Ebola no big concern to Californians, USC Dornsife/LA Times poll finds
46 percent of voters are 'not at all worried' that they or a family member will be exposed to the virus
As the debate rages on the East Coast about quarantining health workers who have treated Ebola patients, a new poll shows that Californians are unconcerned about being exposed to the virus.
Forty-six percent of California voters are “not at all worried” that they or a family member will be exposed to Ebola, and another 24 percent said they are “not too worried,” according to results from the latest USC Dornsife/Los Angeles Times Poll.
Just 18 percent of Californians said they are “somewhat worried,” and 12 percent are “very worried,” the poll showed.

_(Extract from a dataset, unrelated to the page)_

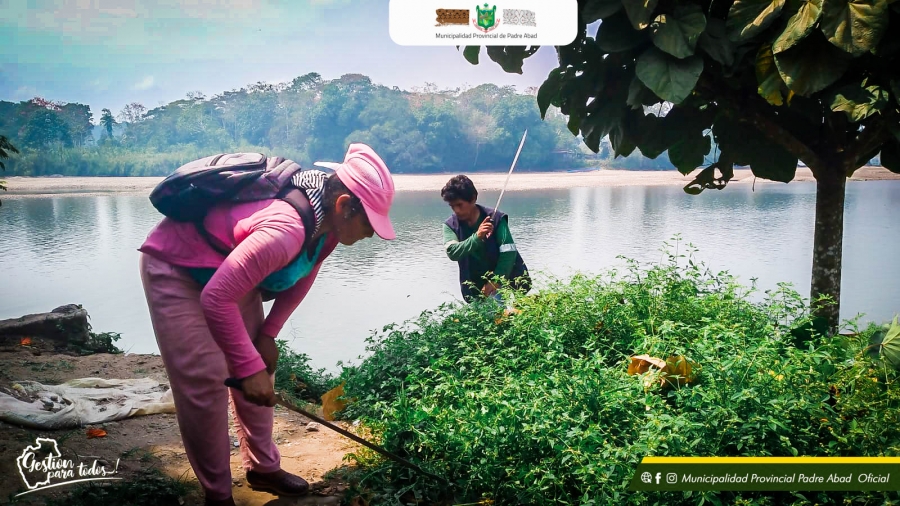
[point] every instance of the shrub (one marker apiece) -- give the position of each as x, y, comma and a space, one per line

Among Latino voters, 52 percent said they were “not too worried” or “not at all worried” about being exposed to Ebola. Twenty-six percent of Latino voters said they were “somewhat worried” and 22 percent are “very worried,” according to the poll.
Geographically, psychologically apart
“California is both geographically and psychologically distanced from the rest of the country. If there were an Ebola case on the West Coast, I suspect the level of concern would be much greater,” said Dan Schnur, director of the USC Dornsife/Los Angeles Times Poll and executive director of the Unruh Institute of Politics of USC. “But voters also show they are fairly confident in the infrastructure for dealing with an outbreak, from their local health care providers up to the federal level.”
If there were an Ebola case on the West Coast, I suspect the level of concern would be much greater.
Indeed, more that two-thirds of California voters (68 percent) said they have a “great deal or fair” amount of confidence in their local hospitals and doctors to deal with the Ebola virus, as opposed to 28 percent who have not much or no confidence in them, the poll showed.
Fifty-nine percent of Californians said they had confidence in the federal government to deal with the virus, as opposed to 39 percent who said they had little or no confidence.
Confident in local responders
Similarly, 6 in 10 California voters said they had confidence in local first responders — including health officials and law enforcement — as opposed to 35 percent who said they had little or no confidence in them to deal with Ebola.
A strong majority of Californians — 56 percent — said they had confidence in state government officials to deal with Ebola, as opposed to 39 percent saying they had little or no confidence in them.
The latest USC Dornsife/Los Angeles Times Poll, the largest statewide survey of registered voters, was conducted Oct. 22-29 and includes a significant oversample of Latino voters as well as one of the most robust cellphone samples in the state. The full sample of 1,537 registered voters has a margin of error of +/- 2.9 percentage points.